MDA grantees Christian Lorson of Arizona State University in Tempe and Elliot Androphy of Tufts University School of Medicine in Boston are helping design those screens. For the screens to work, "the most important thing is developing a 'read-out' method that will allow you to quickly scan the effects of a large number of chemicals," says Lorson.

Toward that goal, Lorson and Androphy attached the SMN2 gene to a gene that encodes green fluorescent protein (GFP), a green-glowing protein naturally found in certain jellyfish. When the SMN2-GFP gene is inserted into cells in culture, the cells (unlike the jellyfish) normally remain unassuming and dim, barely visible under a microscope. But if the cells suddenly crank up their levels of SMN2-GFP protein, they glow bright green.

SMN2-GFP DNA

This simple visual distinction — black vs. green — allows a rapid search for drugs that can jump-start SMN2.

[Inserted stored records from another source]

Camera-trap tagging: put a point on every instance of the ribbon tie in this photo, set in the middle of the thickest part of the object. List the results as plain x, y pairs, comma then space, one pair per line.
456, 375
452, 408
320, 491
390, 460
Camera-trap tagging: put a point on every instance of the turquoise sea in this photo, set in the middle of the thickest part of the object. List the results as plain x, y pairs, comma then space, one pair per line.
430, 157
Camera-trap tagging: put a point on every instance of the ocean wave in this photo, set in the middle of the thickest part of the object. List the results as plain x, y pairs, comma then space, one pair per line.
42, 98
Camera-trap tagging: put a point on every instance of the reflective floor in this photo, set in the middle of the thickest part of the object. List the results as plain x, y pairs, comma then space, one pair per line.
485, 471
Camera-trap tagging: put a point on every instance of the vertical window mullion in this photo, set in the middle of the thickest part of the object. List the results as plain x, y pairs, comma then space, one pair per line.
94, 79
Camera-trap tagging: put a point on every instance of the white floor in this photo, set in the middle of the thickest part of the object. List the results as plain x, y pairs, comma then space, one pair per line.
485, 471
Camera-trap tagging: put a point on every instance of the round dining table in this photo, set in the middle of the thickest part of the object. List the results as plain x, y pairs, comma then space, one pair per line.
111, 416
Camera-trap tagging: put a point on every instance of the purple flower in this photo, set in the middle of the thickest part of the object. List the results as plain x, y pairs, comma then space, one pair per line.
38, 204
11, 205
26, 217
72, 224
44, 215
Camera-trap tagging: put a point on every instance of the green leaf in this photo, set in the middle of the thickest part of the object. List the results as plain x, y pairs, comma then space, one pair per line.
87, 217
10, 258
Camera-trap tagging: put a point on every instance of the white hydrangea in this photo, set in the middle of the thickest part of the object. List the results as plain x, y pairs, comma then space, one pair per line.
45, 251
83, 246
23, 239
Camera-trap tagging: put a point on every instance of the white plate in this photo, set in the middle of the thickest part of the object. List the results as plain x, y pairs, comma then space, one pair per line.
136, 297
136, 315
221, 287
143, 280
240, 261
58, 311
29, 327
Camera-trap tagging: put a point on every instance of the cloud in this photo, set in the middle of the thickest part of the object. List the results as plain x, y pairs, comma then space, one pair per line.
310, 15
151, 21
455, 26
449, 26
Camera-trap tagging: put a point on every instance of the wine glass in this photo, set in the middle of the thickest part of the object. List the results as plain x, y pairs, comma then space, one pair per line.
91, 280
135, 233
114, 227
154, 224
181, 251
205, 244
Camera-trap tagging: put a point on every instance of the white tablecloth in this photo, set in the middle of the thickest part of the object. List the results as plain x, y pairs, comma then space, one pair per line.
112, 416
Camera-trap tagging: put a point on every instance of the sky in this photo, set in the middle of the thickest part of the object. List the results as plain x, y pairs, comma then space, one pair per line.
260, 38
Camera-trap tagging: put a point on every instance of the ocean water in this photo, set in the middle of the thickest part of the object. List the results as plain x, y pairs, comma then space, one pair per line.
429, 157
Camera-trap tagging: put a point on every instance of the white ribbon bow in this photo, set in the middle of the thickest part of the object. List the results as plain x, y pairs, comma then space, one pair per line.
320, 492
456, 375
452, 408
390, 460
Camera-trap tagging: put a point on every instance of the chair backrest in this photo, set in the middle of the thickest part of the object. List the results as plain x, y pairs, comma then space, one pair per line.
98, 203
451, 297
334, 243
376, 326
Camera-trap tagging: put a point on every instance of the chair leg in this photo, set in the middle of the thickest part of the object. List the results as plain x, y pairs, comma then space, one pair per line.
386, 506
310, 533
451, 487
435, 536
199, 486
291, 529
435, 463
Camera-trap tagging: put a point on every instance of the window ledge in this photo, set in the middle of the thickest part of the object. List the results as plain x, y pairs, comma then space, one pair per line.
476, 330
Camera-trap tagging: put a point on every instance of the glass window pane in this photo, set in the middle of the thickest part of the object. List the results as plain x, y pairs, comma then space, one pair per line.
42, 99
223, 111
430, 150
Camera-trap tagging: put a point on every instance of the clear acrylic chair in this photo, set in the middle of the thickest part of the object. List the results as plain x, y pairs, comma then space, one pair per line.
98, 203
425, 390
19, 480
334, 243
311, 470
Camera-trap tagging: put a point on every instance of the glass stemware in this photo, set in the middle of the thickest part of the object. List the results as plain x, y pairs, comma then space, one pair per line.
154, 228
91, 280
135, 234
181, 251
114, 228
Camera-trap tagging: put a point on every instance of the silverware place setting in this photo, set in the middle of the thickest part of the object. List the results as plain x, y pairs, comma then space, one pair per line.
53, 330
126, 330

"You hope for several preliminary hits, knowing that the end product will be whittled down to a handful of useful drugs. It's a hit-and-miss strategy," says Lorson.

So far, the strategy is paying off. Using a similar method, Aurora has already completed a preliminary screen for SMA drugs.

"We've screened half a million compounds [on cultured cells], and there are some that show an effect," says Pollok. "Once we single out a really promising compound, it will take between 18 months and five years to make it a drug and evaluate it for safety," he says.